Because we don't have hard, flat fingers, the wear on a coin will not be
confined to the high points but will cover all features of the design to varying
degrees, also the high points will not wear flat, they will wear by rounding
down.
As an example, if you were handling the above pictured 1911 penny your thumb or
fingers would not touch the reverse inner ring and top scroll only, but would
touch most parts of the surface except some of the finer areas between the
design features and would therefore cause some form of wear to all parts of the
design.
So, as well as looking at the high points you also need to look at the
coin overall.
A common part of coin handling is placing them on a counter, table or other
similar hard surface and being dragged across the same surface as they are
counted and or gathered up. This type of handling will cause flat wear from the
high points down.
A weak strike can
be difficult to grade so here are some tips that might make it a bit easier.

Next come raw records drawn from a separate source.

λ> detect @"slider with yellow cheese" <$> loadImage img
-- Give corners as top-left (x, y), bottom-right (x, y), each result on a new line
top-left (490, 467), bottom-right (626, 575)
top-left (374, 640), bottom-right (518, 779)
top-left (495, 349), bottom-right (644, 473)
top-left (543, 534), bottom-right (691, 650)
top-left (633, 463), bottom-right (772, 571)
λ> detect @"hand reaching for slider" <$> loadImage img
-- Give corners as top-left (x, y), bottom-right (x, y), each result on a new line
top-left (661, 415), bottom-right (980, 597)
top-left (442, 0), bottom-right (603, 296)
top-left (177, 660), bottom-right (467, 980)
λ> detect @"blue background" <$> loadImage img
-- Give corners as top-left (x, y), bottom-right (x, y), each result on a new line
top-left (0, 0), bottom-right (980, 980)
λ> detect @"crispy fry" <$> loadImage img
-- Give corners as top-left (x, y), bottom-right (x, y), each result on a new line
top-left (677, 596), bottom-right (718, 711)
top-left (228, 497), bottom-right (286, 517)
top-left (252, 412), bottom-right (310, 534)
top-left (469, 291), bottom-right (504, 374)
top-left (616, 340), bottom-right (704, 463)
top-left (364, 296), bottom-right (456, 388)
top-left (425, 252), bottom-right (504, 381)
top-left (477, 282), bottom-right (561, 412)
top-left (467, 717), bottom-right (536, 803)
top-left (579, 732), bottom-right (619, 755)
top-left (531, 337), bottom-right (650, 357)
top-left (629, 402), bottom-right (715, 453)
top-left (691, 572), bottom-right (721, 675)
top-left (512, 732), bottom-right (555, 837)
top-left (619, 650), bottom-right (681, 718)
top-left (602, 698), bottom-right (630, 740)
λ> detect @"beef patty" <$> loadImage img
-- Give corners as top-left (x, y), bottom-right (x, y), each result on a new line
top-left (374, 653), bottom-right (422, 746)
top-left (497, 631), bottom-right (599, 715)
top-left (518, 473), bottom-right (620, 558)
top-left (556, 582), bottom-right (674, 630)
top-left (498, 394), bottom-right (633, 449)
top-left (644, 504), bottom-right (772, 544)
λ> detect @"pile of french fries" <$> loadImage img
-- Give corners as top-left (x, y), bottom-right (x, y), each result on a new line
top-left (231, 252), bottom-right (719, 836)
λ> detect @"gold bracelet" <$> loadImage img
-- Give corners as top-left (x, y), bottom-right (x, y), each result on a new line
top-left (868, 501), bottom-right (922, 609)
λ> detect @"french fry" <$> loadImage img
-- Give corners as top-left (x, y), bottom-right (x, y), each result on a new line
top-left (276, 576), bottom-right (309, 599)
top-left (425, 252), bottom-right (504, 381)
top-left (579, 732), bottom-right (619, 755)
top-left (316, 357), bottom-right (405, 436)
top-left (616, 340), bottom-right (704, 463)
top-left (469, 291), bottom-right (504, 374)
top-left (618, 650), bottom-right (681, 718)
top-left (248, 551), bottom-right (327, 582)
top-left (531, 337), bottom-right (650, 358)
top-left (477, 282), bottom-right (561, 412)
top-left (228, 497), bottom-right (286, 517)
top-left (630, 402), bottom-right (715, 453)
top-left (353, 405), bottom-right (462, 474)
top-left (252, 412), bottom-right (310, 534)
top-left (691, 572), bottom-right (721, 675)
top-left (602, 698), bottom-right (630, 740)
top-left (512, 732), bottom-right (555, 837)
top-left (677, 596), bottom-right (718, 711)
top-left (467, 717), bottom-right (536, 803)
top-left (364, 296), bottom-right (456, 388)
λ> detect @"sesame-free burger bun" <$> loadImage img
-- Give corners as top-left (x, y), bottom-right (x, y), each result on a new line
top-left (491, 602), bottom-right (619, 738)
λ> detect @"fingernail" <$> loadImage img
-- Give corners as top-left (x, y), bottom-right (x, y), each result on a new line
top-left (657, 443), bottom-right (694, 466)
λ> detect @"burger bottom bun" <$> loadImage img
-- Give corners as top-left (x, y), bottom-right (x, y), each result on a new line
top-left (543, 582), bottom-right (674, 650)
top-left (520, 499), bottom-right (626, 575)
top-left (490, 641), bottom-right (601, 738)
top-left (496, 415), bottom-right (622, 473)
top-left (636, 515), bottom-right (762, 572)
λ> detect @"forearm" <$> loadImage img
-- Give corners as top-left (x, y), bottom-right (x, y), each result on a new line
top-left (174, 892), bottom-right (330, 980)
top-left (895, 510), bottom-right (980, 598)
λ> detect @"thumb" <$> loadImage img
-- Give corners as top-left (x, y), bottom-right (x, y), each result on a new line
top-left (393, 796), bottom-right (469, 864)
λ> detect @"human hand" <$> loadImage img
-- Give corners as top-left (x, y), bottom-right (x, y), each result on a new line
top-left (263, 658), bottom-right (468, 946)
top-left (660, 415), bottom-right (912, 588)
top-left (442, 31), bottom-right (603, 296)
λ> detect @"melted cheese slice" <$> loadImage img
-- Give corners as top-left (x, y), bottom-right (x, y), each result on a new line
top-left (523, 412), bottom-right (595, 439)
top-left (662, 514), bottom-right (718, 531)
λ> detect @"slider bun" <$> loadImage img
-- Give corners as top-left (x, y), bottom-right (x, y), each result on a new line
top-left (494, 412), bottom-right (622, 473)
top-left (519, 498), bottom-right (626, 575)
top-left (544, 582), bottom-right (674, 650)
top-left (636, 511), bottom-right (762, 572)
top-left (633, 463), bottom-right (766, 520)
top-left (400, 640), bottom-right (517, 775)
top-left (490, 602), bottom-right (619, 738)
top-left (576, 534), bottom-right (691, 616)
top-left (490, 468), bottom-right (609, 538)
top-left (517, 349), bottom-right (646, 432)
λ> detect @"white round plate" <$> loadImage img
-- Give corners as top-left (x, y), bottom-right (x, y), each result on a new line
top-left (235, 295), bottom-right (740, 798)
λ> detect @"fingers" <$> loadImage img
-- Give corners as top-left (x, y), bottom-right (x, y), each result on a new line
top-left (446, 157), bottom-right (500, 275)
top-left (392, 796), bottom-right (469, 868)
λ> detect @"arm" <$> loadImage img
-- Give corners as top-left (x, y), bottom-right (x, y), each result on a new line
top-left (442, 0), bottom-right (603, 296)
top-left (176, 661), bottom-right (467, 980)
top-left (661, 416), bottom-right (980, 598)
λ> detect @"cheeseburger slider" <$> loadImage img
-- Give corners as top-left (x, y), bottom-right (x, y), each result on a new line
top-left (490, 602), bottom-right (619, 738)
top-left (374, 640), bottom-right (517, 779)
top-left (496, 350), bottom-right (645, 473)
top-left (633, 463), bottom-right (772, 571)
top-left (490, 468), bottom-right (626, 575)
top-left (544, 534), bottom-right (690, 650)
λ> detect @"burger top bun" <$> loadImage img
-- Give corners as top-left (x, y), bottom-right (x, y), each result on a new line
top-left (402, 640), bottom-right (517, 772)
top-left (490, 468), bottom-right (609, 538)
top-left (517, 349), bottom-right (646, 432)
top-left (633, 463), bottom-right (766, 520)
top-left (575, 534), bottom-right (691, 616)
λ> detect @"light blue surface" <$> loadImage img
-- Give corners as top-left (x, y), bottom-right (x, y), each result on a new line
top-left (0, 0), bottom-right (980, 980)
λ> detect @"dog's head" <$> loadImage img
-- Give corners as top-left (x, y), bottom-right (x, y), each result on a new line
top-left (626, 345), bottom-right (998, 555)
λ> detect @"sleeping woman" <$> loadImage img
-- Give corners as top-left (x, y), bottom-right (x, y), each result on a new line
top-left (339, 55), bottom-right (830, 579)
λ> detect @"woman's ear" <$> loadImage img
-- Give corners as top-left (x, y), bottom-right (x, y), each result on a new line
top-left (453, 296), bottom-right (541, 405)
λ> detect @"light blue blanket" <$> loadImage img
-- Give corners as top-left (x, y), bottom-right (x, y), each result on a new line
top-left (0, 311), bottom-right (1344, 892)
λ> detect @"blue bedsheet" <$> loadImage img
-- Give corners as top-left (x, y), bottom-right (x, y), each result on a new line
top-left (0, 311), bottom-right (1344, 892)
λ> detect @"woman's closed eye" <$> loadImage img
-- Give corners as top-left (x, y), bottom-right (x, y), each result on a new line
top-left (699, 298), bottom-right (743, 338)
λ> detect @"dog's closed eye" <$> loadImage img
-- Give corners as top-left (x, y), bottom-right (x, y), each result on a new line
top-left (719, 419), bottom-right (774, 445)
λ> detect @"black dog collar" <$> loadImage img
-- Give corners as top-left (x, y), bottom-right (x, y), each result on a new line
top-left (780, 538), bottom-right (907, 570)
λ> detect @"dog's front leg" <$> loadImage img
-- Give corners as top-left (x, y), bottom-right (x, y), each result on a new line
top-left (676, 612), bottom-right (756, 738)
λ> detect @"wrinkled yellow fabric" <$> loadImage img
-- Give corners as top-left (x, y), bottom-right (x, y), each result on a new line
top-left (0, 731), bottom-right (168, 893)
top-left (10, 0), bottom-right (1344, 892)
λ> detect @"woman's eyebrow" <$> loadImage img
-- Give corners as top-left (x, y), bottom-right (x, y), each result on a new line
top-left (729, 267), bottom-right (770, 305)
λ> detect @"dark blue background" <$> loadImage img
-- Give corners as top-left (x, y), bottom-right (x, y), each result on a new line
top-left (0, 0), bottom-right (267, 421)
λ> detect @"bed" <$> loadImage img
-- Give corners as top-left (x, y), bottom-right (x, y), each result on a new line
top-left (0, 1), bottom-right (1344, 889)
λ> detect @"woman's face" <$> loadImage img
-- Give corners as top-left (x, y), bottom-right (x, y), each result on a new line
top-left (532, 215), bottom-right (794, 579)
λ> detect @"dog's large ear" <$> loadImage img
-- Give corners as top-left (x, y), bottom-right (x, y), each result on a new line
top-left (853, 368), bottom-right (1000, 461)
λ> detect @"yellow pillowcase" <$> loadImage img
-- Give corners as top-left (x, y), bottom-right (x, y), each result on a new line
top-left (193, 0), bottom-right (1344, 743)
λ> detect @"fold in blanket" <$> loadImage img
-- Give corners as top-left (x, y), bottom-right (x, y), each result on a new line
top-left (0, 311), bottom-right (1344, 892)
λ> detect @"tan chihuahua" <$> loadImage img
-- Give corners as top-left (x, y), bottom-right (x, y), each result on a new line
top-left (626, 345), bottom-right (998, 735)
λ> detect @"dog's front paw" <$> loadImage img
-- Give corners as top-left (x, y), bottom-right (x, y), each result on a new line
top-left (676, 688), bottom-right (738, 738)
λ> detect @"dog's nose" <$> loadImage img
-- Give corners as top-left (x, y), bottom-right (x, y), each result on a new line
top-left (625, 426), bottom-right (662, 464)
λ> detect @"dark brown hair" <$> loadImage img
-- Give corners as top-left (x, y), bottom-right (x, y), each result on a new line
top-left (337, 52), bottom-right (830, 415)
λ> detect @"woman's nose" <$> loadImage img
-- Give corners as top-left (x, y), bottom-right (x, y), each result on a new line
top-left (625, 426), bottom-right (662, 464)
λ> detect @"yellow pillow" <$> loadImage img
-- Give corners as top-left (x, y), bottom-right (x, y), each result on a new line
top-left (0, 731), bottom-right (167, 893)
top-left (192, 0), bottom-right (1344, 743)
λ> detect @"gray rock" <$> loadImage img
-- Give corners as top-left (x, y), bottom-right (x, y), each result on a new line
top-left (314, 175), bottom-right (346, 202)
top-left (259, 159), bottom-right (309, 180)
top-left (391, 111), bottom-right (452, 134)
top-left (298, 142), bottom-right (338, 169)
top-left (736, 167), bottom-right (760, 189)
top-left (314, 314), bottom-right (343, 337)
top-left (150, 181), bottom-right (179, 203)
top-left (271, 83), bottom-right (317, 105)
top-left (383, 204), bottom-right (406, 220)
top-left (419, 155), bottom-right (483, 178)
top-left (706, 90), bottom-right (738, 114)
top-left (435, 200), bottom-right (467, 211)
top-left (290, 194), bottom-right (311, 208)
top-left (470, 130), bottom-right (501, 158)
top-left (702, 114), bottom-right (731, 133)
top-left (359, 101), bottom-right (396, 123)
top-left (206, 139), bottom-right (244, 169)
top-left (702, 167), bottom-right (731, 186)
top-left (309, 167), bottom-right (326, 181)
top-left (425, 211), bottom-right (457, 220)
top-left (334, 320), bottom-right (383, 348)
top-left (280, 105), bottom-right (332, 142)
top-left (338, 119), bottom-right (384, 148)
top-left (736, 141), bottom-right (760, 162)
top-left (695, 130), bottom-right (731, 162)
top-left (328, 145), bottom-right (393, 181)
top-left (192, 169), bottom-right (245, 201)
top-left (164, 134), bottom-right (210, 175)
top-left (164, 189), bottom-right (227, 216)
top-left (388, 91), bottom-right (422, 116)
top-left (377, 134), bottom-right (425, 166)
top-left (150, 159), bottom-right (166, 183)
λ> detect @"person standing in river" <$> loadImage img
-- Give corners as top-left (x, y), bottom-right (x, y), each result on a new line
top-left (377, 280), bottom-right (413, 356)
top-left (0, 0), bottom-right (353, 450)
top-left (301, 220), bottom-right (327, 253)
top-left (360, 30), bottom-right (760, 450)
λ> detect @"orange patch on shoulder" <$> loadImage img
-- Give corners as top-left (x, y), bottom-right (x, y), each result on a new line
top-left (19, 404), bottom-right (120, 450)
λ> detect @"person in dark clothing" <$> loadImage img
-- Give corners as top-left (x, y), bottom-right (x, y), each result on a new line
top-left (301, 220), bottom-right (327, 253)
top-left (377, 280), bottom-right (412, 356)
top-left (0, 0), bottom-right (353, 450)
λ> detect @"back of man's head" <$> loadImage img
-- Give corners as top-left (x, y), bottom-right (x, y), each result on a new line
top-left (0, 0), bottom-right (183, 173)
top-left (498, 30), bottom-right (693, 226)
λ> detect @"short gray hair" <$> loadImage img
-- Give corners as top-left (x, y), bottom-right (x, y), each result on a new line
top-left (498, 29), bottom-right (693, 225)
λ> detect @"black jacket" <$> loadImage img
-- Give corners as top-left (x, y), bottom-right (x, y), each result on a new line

Obviously the high points will lose definition and lack sharpness. The rim
denticles and crown patterns will lose definition as well as a weakness in the
collar just under the chin. The orb on the crown also flattens out as the die
wears.
You need look at the fields (the flat areas) of the design because even light
handling can show up in the fields as tiny surface scratches. The coin
may be uncirculated so you can also look for patina and mint lustre. Be aware that
the toning on a coin can hide very light handling marks.

The first point on the obverse that indicates wear is the hair above the ear where the design has a slight bulge and the cheek below the eye. Other areas to look at are the top of the ear and the eyebrow.
The reverse points to look at are the kangaroo's cheek, 2 points on the leg and the tail about 3/4's of the way down.
This design is a lot harder to grade
as most of the design has rounded features, unlike the George V coins with all
their sharp bits. It becomes even more difficult when dealing with weakly struck
coins.
On the obverse you need to concentrate on the definition in the hair, the top of
the ear and the fields to look for wear and surface marks. Unlike the George V
coins where you can basically grade on a couple of points, you need to take more
time and look at the whole surface of the George VI coins in order to get a
grade. On the reverse the Kangaroo's cheek flattens out and starts to take away
the definition of the eye including a flattening of the eye brow. Once again you need to
look at the fields as well as the design for scratches and other handling
indicators.
An interesting thought to consider is why 1/2 pennies and pennies from the period 1928 to 1936 are generally found in better condition than the same coins from the period 1938 to 1946. There was a depression in the early thirties and a lot of people had no money, a lot of people worked for food and lodging, where as in the mid to late 1940's with the 2nd world war boosting industry, employment and bringing a lot of visitors to our shores would have meant our coins had a heavier circulation. Also from the early 1940's till production ended in 1964 there were more coins minted and the dies were kept in service longer making weak strikes more common with the George VI coins than with the George V coins.

You can apply the same grading rules to this type as with the previous George VI type
The high points are the hair and
shoulder but once again the whole coin has to be looked at.
A weak strike will show in a lack of definition in the shoulder, hair, wreath and
the back of the eye. The reverse is the same as the George VI coins and should
be graded using the same method.
There is no substitute for practice and experience so the more coins you can look at the better. With this type of coin it is possible to buy bulk lots reasonably cheaply (around $10 to $12 per kilo) which will get you around 105 pennies or 172 1/2 pennies with which to help you learn. Try to get a good cross section of types and grades in your bulk lot.